Thursday, November 2, 2006
C.A.: Consent to Trial Delay Implied Where Attorney Had Other Case
By TINA BAY, Staff Writer
A defendant impliedly consented to the delay of her trial where her attorney was simultaneously handling another matter sent out for trial, this district’s Court of Appeal ruled yesterday.
In a 2-1 decision, Div. Seven denied a petition for writ of mandate brought by misdemeanor defendant Vardui Rose Barsamyan after a writ was denied by the Los Angeles Superior Court Appellate Division.

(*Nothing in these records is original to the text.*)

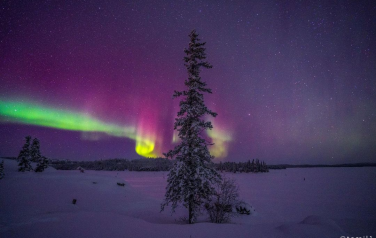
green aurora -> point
(38, 115)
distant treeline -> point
(162, 164)
(255, 166)
(285, 166)
(158, 164)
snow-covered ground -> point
(310, 202)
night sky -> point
(293, 81)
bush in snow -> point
(42, 164)
(24, 157)
(223, 202)
(2, 169)
(192, 178)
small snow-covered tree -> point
(24, 157)
(223, 202)
(2, 174)
(42, 164)
(192, 178)
(35, 151)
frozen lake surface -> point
(299, 202)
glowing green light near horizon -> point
(38, 115)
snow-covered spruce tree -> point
(24, 157)
(192, 178)
(35, 151)
(2, 174)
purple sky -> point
(293, 81)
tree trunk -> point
(190, 211)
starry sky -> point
(293, 81)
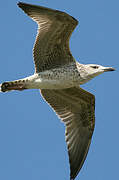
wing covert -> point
(51, 48)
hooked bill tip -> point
(109, 69)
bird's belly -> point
(57, 79)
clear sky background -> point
(32, 144)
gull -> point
(59, 76)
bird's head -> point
(90, 71)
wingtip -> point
(20, 4)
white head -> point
(89, 71)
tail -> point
(13, 85)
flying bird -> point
(59, 76)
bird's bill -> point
(109, 69)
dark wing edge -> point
(51, 47)
(76, 108)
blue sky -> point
(32, 144)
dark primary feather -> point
(51, 47)
(75, 107)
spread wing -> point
(51, 48)
(75, 107)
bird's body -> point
(59, 77)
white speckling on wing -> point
(0, 87)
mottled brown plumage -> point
(59, 77)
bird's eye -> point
(95, 67)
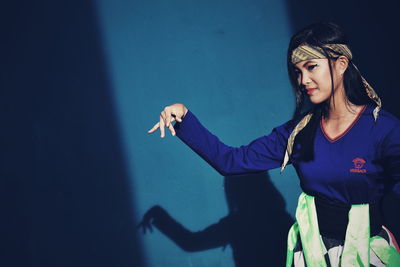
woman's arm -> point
(262, 154)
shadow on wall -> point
(256, 227)
(372, 28)
(63, 175)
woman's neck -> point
(341, 108)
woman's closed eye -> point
(311, 67)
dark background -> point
(66, 199)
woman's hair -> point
(319, 34)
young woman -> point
(345, 149)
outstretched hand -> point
(171, 113)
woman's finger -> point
(167, 112)
(162, 125)
(171, 129)
(155, 127)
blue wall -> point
(83, 81)
(226, 61)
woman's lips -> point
(310, 90)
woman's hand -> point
(170, 114)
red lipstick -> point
(310, 90)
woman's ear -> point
(341, 64)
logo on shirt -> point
(358, 166)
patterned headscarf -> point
(306, 52)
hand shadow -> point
(256, 226)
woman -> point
(345, 149)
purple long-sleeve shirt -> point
(356, 167)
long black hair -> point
(319, 34)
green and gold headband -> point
(307, 52)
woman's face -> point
(314, 76)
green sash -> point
(357, 241)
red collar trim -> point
(345, 131)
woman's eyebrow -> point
(308, 61)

Barsamyan, who was arraigned last June on a single count of grand theft, sought review after Superior Court Judge Donna Groman denied a motion to dismiss based on an alleged statutory speedy trial violation.
Penal Code Sec. 1382 provides that a non-custodial misdemeanor defendant who is not brought to trial within 45 days of arraignment is entitled to have the criminal action dismissed. Under Sec. 1382(a)(3)(B), however, if a defendant expressly or impliedly consents without a general time waiver to a trial date beyond the 45 days, the defendant must be brought to trial on the new trial date or within 10 days thereafter.
Barsamyan had consented to being tried beyond the 45th day after her arraignment. Once her counsel announced ready for trial on Sept. 7 of last year, the statutory 10-day “grace period” was triggered, requiring the court to bring her to trial by Sept. 19, since Sept. 17 was a Saturday.
Groman continued the case to Sept. 15—the eighth day of the grace period—when Deputy Public Defender Karen Nash appeared with Barsamyan announcing her client remained ready for trial.
Nash told Groman that she was also announcing ready for trial in another matter involving defendant Gena Veta George, which was in the midst of negotiations and would likely be resolved that day. Citing the possibility of settlement in the George case, Nash asked if Barsamyan’s matter could be delayed to Friday or Monday, within the statutory grace period.
The judge denied Nash’s request to trail, saying that the “defense cannot be ready on two different trials at once” unless another deputy took over Barsamyan’s case that day, which did not happen. Classifying Barsamyan’s case as no longer ready, Groman ordered Barsamyan to return the next day as the first day of a new 10-day grace period, over numerous express objections by Nash.
Less than an hour later, the George case was settled through a plea agreement.
The next day, Barsamyan’s case was continued to Sept. 22 for trial, but on Sept. 21, Barsamyan’s counsel moved to dismiss the action pursuant to Sec. 1382.
Groman denied the motion, and the Appellate Division summarily denied writ relief.
Writing for the Court of Appeal, Justice Fred Woods said Barsamyan was not entitled to dismissal because she impliedly consented to the delay of her trial.
“The record is clear that the George matter was still pending and in fact did not settle until after the Barsamyan matter was called for trial on September 15, 2005,” he wrote. “As a result, we find consent to the delay was implied because Ms. Nash had ‘legitimate commitments’ in the George case even though ultimately the George matter ended in a plea disposition.”
An attorney need not “actually be engaged in trial” in a conflicting case for the implied consent rule to apply, Woods added, because then trial courts would impractically have to wait days to determine whether a case actually proceeds to trial.
Presiding Justice Dennis M. Perluss concurred in the opinion.
Dissenting, Justice Earl Johnson Jr. said that when Barsamyan consented to being tried beyond the 45-day limit, she was agreeing only to a 10-day grace period starting with the delayed trial date, and not to any date beyond the end of that 10-day period.
Under Supreme Court precedent, he said, a delay requested due to the public defender’s heavy caseload reflects routine court congestion and does not justify imposing an additional 10-day grace period.
The jurist noted:
“In this case, not only did the public defender have two clients whose cases had to be settled or tried in a short period of time but the trial court compelled her to involuntarily choose one over the other by refusing to wait even a few hours to see if the other defendant’s case settled—as it did.”
The case is Barsamyan v. Appellate Division (People), 06 S.O.S. 5787.